According to the World Bank, 15% of the tribal population lives in extreme poverty. The average life expectancy of this population is at least 20 years shorter than the general population. BRAC’s research reveals that Bangladesh’s poverty rate is 39.5%, with 60% of these plains tribes being impoverished. Furthermore, 24.6% of tribes live below the extreme poverty line, and the Khirtala tribes are no exception.

Each tribe in the village has its distinct language, but the non-practice of these languages results in the extinction of many of them. Officially, curricula are provided in five languages, but their implementation rate needs to be higher. Multiple indigenous languages require alphabets, and oral language practice is the norm. However, most of the current generation does not speak their native tongue. Education is directly related to language. If children are taught in their native language, they can become familiar with their surroundings and improve their intellect. Additionally, research on indigenous languages is necessary to preserve our cultural diversity.

Village schools are lacking in plain tribal villages. As a result, parents send boys to distant schools but do not want to send girls to foreign schools. In order to send them to school, many girls are given early marriages at a very young age. But child marriage is considered a crime in the country.

The Plains Aborigines have a deep connection with nature, which plays a significant role in their daily lives. They use the tree for various religious ceremonies, such as births, weddings, and burials, and hold it in high regard. Several celebrations, including Karam, Sahrai, Dal Puja, and Surya Puja, are closely associated with nature, and the communities have long celebrated them with traditional attire and beverages. Unfortunately, these diverse festivals are gradually disappearing, with dwindling interest among the younger generation and increasing restrictions. For instance, the consumption of alcohol is prohibited in Bangladesh, a predominantly Muslim country, which prevents many communities from drinking Hariya as part of their culture. However, locally produced bones remain an essential part of their customs.
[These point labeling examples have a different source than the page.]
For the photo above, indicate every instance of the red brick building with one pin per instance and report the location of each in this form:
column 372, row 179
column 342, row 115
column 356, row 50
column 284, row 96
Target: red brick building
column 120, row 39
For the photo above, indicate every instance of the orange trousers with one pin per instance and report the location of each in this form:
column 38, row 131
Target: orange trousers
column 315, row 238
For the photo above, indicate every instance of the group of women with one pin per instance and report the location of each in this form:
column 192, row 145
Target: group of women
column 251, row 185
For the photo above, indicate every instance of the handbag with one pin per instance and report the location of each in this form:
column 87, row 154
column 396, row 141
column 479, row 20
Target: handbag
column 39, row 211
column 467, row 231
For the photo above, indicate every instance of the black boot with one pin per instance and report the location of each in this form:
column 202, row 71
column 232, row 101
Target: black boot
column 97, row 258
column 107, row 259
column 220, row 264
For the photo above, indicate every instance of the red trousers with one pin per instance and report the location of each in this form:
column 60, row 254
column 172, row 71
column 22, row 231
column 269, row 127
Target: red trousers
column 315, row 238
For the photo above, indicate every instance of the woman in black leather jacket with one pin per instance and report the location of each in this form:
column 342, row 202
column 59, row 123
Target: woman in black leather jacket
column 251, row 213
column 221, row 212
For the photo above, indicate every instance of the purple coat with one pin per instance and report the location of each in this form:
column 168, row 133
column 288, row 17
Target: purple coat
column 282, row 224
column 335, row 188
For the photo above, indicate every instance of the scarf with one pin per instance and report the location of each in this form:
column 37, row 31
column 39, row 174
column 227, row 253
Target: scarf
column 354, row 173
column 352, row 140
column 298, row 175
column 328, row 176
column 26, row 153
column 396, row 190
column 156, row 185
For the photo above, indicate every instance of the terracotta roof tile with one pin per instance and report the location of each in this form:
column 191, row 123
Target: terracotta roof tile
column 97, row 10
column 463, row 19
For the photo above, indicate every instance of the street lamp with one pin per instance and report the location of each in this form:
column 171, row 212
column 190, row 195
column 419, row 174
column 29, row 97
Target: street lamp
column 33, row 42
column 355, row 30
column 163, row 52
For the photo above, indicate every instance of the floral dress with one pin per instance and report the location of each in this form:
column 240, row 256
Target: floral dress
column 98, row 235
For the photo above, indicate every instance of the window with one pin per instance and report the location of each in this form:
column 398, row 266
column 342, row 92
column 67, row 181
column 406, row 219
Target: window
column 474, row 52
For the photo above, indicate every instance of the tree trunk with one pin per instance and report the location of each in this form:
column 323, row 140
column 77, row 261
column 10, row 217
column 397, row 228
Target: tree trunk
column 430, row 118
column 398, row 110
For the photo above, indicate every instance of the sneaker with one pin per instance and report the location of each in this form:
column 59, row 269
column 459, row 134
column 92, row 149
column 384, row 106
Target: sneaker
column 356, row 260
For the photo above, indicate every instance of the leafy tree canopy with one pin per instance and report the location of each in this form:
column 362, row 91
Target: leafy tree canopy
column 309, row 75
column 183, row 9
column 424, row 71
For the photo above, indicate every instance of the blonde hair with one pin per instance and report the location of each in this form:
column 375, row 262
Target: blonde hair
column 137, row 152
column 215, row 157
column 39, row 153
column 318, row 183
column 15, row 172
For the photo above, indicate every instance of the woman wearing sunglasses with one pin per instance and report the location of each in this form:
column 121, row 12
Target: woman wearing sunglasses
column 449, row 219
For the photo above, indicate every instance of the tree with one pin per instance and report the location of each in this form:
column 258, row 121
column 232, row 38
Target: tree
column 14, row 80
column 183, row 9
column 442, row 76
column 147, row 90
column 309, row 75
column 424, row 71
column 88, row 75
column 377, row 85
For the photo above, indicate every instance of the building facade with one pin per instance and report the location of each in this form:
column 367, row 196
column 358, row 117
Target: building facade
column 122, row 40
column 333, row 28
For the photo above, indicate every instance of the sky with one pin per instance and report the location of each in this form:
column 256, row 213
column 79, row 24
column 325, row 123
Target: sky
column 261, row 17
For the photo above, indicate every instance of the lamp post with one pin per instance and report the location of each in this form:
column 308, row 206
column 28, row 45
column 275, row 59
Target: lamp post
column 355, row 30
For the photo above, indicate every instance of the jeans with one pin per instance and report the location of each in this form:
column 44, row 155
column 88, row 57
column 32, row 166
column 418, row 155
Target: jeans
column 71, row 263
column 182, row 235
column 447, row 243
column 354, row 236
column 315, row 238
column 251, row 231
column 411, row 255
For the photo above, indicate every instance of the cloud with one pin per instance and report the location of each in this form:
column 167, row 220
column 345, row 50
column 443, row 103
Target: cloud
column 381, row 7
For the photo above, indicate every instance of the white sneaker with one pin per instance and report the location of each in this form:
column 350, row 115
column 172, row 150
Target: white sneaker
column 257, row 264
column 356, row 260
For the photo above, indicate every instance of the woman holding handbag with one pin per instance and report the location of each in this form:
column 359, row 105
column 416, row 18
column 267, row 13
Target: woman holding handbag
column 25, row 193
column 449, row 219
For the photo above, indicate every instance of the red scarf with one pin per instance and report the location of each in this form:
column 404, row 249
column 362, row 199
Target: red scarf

Gifting “Kanepan” to the betrothed during the marriage was a prominent feature of tribal society. However, the dowry system has violated the norms of marriage over time. Despite being prohibited by the constitution of Bangladesh, only a few tribal women in Kshirtala have dowry-free weddings. What’s worse is that the parents of daughters are financially and emotionally ruined due to dowry demands. In the past, the birth of a girl was celebrated in Pabirar’s households, but poor tribes now view it as a curse. Newlyweds must provide at least one and a half lakh rupees in cash, along with jewellery, furniture, and even a motorcycle as part of the dowry. This has caused many families to become destitute. Most tribal girls work in agriculture alongside men, while those who don’t have access to agricultural property tend to raise cattle at home. Unfortunately, many pregnant women are also forced to work in the fields instead of being able to stay at home. These communities must support expectant mothers and use their traditional knowledge to deliver babies. Caesarean deliveries are not commonly used among indigenous women, who rely on the Lokayat medical system to treat various illnesses. It’s worth noting that the traditional method of childbirth has a meagre maternal mortality rate.

To create an egalitarian Bangladesh in the spirit of the liberation war, it is essential to accurately evaluate the socio-cultural context of the plains tribes. This requires refuting common misconceptions held by the mainstream population. The government’s “no one will be left behind” policy can help achieve this goal if a sustainable plan is formulated and effectively implemented to support marginalized and isolated tribes.